# PPN - Planet Platinum



## Kremmen (25 July 2009)

After a significant amount of company buy-back activity, PPN has been rising steadily over the last 2 months. (... except for the last few weeks, while suspended.) It's now at its highest point in about 4 years.

(I'm rather amazed that there was no thread on this stock already.)


----------



## Kremmen (22 August 2009)

While the market tanked yesterday -- what's going on there? The US market is up and we usually follow them -- PPN rose 7% to 21.5c.


----------



## Kremmen (1 September 2009)

After prices being pushed up by company buy-back (Trimble's company now owning over 80% of PPN), announcement of 2c div has pushed them even higher.

Does anyone else here hold them, or is it just me?


----------



## Kremmen (1 October 2009)

Last year's buy-back ran out and a new buy-back is in place.
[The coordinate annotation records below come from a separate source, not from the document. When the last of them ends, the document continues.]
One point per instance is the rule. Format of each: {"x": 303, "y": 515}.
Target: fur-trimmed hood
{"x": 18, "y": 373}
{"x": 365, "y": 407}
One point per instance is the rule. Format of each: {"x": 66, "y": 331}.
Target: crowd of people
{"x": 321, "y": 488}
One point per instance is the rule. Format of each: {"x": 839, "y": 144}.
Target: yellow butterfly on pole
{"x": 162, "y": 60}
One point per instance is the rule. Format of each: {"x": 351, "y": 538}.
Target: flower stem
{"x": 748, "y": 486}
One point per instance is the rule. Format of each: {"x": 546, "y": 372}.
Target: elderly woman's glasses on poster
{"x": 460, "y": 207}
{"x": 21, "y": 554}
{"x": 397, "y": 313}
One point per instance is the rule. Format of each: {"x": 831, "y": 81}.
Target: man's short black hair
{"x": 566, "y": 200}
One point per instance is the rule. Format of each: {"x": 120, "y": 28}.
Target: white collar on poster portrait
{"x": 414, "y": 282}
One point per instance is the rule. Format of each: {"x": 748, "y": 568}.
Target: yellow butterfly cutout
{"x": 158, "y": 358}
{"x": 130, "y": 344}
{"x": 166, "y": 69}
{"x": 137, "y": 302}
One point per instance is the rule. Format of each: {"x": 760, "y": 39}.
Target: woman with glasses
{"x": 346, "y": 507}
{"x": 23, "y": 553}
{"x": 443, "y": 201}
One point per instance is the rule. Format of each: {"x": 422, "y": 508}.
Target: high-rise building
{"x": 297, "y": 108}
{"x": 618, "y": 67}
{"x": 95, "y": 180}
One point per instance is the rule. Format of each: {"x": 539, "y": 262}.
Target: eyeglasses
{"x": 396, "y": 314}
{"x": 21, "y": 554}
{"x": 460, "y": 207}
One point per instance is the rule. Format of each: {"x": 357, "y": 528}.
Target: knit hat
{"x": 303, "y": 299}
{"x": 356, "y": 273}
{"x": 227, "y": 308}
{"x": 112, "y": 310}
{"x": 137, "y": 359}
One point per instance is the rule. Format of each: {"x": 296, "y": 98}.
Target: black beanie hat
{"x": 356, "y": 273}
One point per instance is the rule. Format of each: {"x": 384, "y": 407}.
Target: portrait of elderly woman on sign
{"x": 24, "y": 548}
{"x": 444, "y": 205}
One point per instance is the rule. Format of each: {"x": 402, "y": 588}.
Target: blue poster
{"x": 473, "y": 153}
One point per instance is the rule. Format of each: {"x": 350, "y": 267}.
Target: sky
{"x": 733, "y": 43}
The most the buy-back has paid was 22c/share, while someone paid up to 30c. This was almost certainly a poor investment, as the buy-back is the only major generator of volume in this stock.


----------



## roland (1 October 2009)

Kremmen said:


> After prices being pushed up by company buy-back (Trimble's company now owning over 80% of PPN), announcement of 2c div has pushed them even higher.
> 
> Does anyone else here hold them, or is it just me?




Hey Kremmen - I get lonely on a few of my holdings as well - have less arguments this way though 

Good luck with your holdings


----------



## Kremmen (2 October 2009)

roland said:


> Good luck with your holdings




True. No arguments in this thread! 

I don't need any luck on this little earner. My average buy price has been around 13c, over a few years, so the buy-back has been excellent.

I've mainly posted here in case anyone comes along and thinks about buying them. The chart looks good, but this is a time when charts can be misleading.

PPN trades very little and it seems likely that Trimble is mopping up all the available shares so as to avoid paying back his debt to the company. A number of the largest shareholders have sold all or most of their shares. The share price is basically determined by how much the company is willing and able to pay to buy its shares back. If that goes away, the bottom falls out of the market.

The other matter is that if/when Trimble proceeds to compulsory acquisition, it's hard to know what price that might put on the shares.


----------



## Kremmen (6 December 2010)

3.977c fully franked dividend to be paid 21/12. (Shares trade ex div from 8/12)

SP up over 40% since last week.


----------



## System (10 March 2016)

On March 9th, 2016, Planet Platinum Limited (PPN) was removed from the ASX's official list pursuant to Listing Rule 17.12.


----------